Even though older communication methods like radio are still used, the revolution in communication technology over the past 10–15 years has dramatically changed how terrorist organizations communicate. E-mails, fax transmissions, websites, cell phones, and satellite telephones have made it possible for organizations to contemplate a global strategy. However, too great a reliance on this new technology leaves organizations vulnerable to sophisticated monitoring of communication and triangulation of its source. When Osama bin Laden found out that his satellite phone conversations were being intercepted, he ceased using this method to communicate.

==Fear==

The primary weapon of terrorism is fear, destruction and killing are not an end in and of itself, but a tool to create fear and terror in the minds of the enemy.

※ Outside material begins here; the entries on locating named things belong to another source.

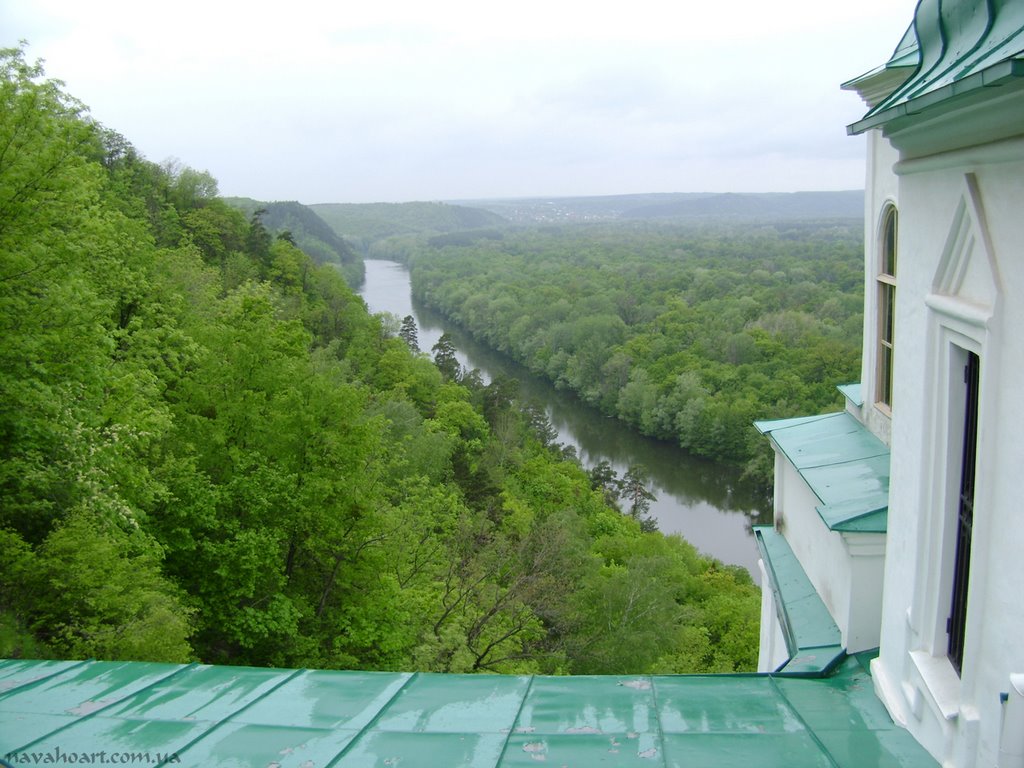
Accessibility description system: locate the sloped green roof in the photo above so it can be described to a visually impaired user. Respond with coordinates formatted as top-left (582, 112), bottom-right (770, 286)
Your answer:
top-left (754, 412), bottom-right (889, 534)
top-left (849, 0), bottom-right (1024, 133)
top-left (754, 526), bottom-right (846, 675)
top-left (836, 381), bottom-right (864, 408)
top-left (0, 658), bottom-right (936, 768)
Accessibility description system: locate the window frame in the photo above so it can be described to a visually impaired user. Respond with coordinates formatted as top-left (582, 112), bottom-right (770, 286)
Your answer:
top-left (874, 203), bottom-right (899, 414)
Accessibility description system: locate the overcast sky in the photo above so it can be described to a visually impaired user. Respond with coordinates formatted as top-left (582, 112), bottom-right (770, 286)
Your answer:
top-left (0, 0), bottom-right (915, 203)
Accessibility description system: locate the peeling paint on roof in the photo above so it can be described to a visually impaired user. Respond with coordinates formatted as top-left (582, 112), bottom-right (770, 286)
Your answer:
top-left (755, 412), bottom-right (889, 534)
top-left (0, 658), bottom-right (936, 768)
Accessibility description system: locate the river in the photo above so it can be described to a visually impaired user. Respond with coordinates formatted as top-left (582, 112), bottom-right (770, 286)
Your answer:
top-left (359, 259), bottom-right (771, 581)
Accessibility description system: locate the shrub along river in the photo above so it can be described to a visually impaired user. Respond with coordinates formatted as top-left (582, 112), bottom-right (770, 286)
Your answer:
top-left (359, 259), bottom-right (771, 581)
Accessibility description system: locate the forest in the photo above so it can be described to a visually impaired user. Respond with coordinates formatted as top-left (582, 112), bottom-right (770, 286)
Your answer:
top-left (0, 47), bottom-right (761, 674)
top-left (407, 219), bottom-right (863, 486)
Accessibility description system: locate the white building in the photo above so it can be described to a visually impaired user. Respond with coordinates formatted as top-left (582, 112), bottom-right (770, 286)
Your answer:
top-left (759, 0), bottom-right (1024, 768)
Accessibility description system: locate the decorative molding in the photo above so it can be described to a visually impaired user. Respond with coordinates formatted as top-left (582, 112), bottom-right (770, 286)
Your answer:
top-left (926, 173), bottom-right (1000, 315)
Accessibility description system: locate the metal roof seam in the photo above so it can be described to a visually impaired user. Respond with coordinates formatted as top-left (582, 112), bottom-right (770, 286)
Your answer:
top-left (768, 675), bottom-right (842, 768)
top-left (493, 675), bottom-right (537, 766)
top-left (647, 675), bottom-right (669, 768)
top-left (325, 672), bottom-right (420, 768)
top-left (1, 658), bottom-right (200, 752)
top-left (160, 669), bottom-right (308, 765)
top-left (0, 658), bottom-right (95, 698)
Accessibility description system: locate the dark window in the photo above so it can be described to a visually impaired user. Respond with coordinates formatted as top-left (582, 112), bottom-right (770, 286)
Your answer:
top-left (946, 352), bottom-right (981, 674)
top-left (874, 206), bottom-right (897, 408)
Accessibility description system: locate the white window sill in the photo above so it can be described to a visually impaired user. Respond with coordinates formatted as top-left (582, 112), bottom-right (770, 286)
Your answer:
top-left (910, 650), bottom-right (961, 720)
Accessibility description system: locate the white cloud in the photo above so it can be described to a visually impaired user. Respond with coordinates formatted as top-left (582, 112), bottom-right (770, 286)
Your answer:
top-left (0, 0), bottom-right (913, 202)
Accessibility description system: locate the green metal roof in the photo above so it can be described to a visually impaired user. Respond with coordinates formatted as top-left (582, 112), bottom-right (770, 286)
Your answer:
top-left (0, 658), bottom-right (936, 768)
top-left (755, 412), bottom-right (889, 534)
top-left (848, 0), bottom-right (1024, 133)
top-left (754, 526), bottom-right (846, 675)
top-left (836, 381), bottom-right (864, 408)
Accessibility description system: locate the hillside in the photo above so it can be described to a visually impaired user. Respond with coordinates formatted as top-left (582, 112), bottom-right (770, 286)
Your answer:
top-left (224, 198), bottom-right (362, 284)
top-left (309, 203), bottom-right (509, 251)
top-left (460, 189), bottom-right (864, 223)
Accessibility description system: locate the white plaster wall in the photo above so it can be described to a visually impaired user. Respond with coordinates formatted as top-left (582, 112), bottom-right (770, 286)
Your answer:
top-left (776, 460), bottom-right (885, 653)
top-left (858, 130), bottom-right (902, 445)
top-left (865, 115), bottom-right (1024, 767)
top-left (758, 560), bottom-right (790, 672)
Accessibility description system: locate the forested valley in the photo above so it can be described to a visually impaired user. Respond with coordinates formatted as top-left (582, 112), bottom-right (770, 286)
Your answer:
top-left (399, 225), bottom-right (863, 486)
top-left (0, 49), bottom-right (761, 674)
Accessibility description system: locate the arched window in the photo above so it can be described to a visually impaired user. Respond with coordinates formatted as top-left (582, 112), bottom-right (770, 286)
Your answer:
top-left (874, 206), bottom-right (897, 409)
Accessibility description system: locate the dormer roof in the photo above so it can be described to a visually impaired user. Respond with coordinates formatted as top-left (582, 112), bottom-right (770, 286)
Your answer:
top-left (843, 0), bottom-right (1024, 134)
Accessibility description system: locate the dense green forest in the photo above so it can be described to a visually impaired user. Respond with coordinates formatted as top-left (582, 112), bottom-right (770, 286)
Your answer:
top-left (401, 219), bottom-right (863, 484)
top-left (0, 49), bottom-right (753, 673)
top-left (223, 198), bottom-right (365, 286)
top-left (309, 203), bottom-right (508, 255)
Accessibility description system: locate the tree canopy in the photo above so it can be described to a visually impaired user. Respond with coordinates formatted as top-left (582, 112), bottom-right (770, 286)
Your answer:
top-left (0, 49), bottom-right (760, 673)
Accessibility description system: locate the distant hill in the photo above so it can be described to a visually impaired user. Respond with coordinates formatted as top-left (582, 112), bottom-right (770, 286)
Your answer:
top-left (224, 198), bottom-right (362, 282)
top-left (623, 189), bottom-right (864, 219)
top-left (309, 203), bottom-right (509, 251)
top-left (459, 189), bottom-right (864, 223)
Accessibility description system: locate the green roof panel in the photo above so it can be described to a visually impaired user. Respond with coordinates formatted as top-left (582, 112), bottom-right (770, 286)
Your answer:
top-left (755, 412), bottom-right (889, 534)
top-left (754, 526), bottom-right (846, 675)
top-left (0, 658), bottom-right (936, 768)
top-left (848, 0), bottom-right (1024, 133)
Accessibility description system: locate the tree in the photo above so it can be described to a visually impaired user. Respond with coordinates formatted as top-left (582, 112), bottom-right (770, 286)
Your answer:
top-left (622, 464), bottom-right (657, 531)
top-left (431, 333), bottom-right (462, 381)
top-left (398, 314), bottom-right (417, 352)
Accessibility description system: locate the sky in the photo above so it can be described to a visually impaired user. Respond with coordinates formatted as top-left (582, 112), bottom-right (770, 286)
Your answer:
top-left (0, 0), bottom-right (915, 204)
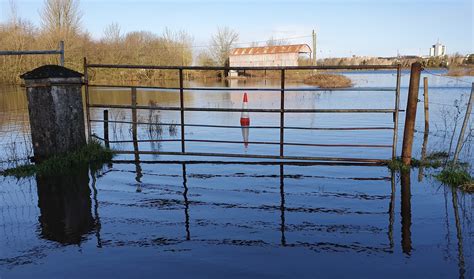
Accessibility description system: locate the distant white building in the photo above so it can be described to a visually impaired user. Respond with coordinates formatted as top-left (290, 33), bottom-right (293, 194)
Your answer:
top-left (430, 42), bottom-right (446, 57)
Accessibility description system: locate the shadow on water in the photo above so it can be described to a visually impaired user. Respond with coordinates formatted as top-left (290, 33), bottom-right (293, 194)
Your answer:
top-left (0, 159), bottom-right (469, 278)
top-left (36, 169), bottom-right (95, 245)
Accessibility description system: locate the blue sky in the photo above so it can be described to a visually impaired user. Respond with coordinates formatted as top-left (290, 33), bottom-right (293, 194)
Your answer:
top-left (0, 0), bottom-right (474, 57)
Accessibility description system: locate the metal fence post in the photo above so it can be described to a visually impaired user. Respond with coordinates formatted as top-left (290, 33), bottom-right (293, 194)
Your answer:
top-left (280, 69), bottom-right (285, 158)
top-left (59, 41), bottom-right (64, 67)
top-left (418, 77), bottom-right (430, 182)
top-left (453, 82), bottom-right (474, 163)
top-left (131, 87), bottom-right (139, 161)
top-left (392, 64), bottom-right (402, 160)
top-left (104, 110), bottom-right (110, 148)
top-left (402, 62), bottom-right (421, 165)
top-left (84, 57), bottom-right (92, 141)
top-left (179, 68), bottom-right (186, 153)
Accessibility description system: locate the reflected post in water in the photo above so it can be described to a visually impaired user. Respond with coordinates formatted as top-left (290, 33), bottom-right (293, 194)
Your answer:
top-left (280, 164), bottom-right (286, 246)
top-left (182, 163), bottom-right (191, 240)
top-left (401, 169), bottom-right (412, 255)
top-left (36, 168), bottom-right (95, 244)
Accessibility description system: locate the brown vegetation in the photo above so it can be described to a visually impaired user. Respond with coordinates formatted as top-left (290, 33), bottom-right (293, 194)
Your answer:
top-left (447, 67), bottom-right (474, 77)
top-left (0, 0), bottom-right (192, 84)
top-left (304, 74), bottom-right (352, 88)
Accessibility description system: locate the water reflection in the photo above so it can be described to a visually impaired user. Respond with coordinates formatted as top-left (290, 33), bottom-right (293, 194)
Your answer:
top-left (36, 168), bottom-right (95, 244)
top-left (401, 169), bottom-right (412, 255)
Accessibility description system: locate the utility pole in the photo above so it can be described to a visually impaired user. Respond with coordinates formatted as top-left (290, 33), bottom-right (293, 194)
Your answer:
top-left (313, 29), bottom-right (316, 66)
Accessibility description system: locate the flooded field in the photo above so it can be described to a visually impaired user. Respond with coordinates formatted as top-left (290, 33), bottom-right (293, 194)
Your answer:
top-left (0, 71), bottom-right (474, 278)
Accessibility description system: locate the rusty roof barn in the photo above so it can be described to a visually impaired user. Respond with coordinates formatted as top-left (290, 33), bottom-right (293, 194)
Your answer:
top-left (229, 44), bottom-right (311, 67)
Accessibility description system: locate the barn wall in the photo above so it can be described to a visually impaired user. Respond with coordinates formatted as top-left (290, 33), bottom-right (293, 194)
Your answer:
top-left (229, 53), bottom-right (298, 67)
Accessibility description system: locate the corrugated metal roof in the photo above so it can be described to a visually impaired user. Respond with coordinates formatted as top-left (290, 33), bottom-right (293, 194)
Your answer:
top-left (230, 44), bottom-right (311, 55)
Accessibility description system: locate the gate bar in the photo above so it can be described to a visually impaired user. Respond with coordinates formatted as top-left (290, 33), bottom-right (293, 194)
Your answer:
top-left (90, 104), bottom-right (395, 113)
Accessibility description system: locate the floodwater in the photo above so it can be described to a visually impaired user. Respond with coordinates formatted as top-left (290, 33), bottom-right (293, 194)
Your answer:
top-left (0, 71), bottom-right (474, 278)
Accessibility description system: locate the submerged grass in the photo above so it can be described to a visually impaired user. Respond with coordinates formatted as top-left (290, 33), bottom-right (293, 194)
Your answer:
top-left (2, 141), bottom-right (114, 178)
top-left (304, 74), bottom-right (352, 88)
top-left (435, 163), bottom-right (474, 193)
top-left (387, 152), bottom-right (474, 193)
top-left (387, 156), bottom-right (443, 171)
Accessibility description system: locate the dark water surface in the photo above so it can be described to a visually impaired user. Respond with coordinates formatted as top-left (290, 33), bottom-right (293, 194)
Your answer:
top-left (0, 72), bottom-right (474, 279)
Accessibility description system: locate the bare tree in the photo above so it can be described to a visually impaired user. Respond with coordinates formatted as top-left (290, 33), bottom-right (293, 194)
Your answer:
top-left (40, 0), bottom-right (82, 40)
top-left (104, 22), bottom-right (122, 43)
top-left (210, 27), bottom-right (239, 66)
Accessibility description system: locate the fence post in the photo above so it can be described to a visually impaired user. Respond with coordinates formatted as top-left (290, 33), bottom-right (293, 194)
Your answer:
top-left (104, 110), bottom-right (110, 148)
top-left (392, 64), bottom-right (402, 160)
top-left (280, 69), bottom-right (285, 157)
top-left (402, 62), bottom-right (421, 165)
top-left (418, 77), bottom-right (430, 182)
top-left (59, 41), bottom-right (64, 67)
top-left (453, 82), bottom-right (474, 163)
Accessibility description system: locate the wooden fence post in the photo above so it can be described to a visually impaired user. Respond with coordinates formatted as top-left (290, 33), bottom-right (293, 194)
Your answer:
top-left (104, 110), bottom-right (110, 148)
top-left (453, 82), bottom-right (474, 163)
top-left (418, 77), bottom-right (430, 182)
top-left (402, 62), bottom-right (421, 165)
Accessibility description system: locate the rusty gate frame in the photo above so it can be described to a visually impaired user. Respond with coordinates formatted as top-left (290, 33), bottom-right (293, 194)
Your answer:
top-left (84, 58), bottom-right (403, 164)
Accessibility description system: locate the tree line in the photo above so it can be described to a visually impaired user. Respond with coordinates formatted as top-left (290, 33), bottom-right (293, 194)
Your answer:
top-left (0, 0), bottom-right (238, 84)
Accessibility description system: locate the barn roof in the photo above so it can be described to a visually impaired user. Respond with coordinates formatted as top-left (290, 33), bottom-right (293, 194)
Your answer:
top-left (230, 44), bottom-right (311, 56)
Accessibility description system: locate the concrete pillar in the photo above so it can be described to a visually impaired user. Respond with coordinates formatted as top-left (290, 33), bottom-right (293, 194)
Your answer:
top-left (20, 65), bottom-right (86, 162)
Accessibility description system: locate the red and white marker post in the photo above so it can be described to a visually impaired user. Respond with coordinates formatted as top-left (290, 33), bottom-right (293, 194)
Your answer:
top-left (240, 93), bottom-right (250, 148)
top-left (240, 93), bottom-right (250, 126)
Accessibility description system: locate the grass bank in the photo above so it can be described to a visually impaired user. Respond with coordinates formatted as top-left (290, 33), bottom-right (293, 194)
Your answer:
top-left (1, 141), bottom-right (114, 178)
top-left (446, 67), bottom-right (474, 77)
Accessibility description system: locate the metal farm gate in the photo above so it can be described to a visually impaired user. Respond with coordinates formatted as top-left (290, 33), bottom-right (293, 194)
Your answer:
top-left (84, 59), bottom-right (401, 164)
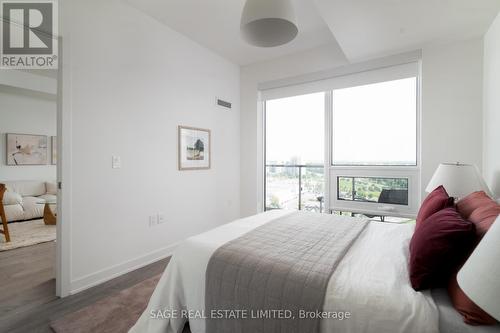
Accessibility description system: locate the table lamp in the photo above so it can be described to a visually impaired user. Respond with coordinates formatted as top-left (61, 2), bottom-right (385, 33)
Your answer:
top-left (457, 216), bottom-right (500, 320)
top-left (425, 162), bottom-right (492, 200)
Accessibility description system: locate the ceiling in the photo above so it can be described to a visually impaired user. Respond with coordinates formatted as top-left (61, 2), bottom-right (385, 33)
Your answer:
top-left (125, 0), bottom-right (500, 65)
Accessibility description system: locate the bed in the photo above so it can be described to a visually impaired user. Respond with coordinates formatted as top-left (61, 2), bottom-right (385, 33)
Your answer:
top-left (130, 210), bottom-right (500, 333)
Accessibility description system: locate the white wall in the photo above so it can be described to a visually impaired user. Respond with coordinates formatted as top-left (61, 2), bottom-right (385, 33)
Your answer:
top-left (240, 39), bottom-right (482, 216)
top-left (63, 0), bottom-right (240, 291)
top-left (422, 38), bottom-right (483, 197)
top-left (483, 14), bottom-right (500, 198)
top-left (0, 86), bottom-right (57, 181)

In an asymmetric situation an enemy who cannot be defeated militarily may be defeated psychologically, that they may come to fear attack and its consequences so much they may become willing to forgo a superior military position in order to be free of the cause of that fear.

If a terrorist group can carry out enough credible attacks then "coded warnings" or planted electronic chatter, designed to be intercepted, can cause as much disruption as a genuine attack or bomb. As long as the supposed attacks are plausible and they are supported by the occasional genuine attack, the authorities will be forced to expend resources to combat non-existent devices, dummy bombs and plain fictions, disrupting the lives of citizens, and feeding the public's fear.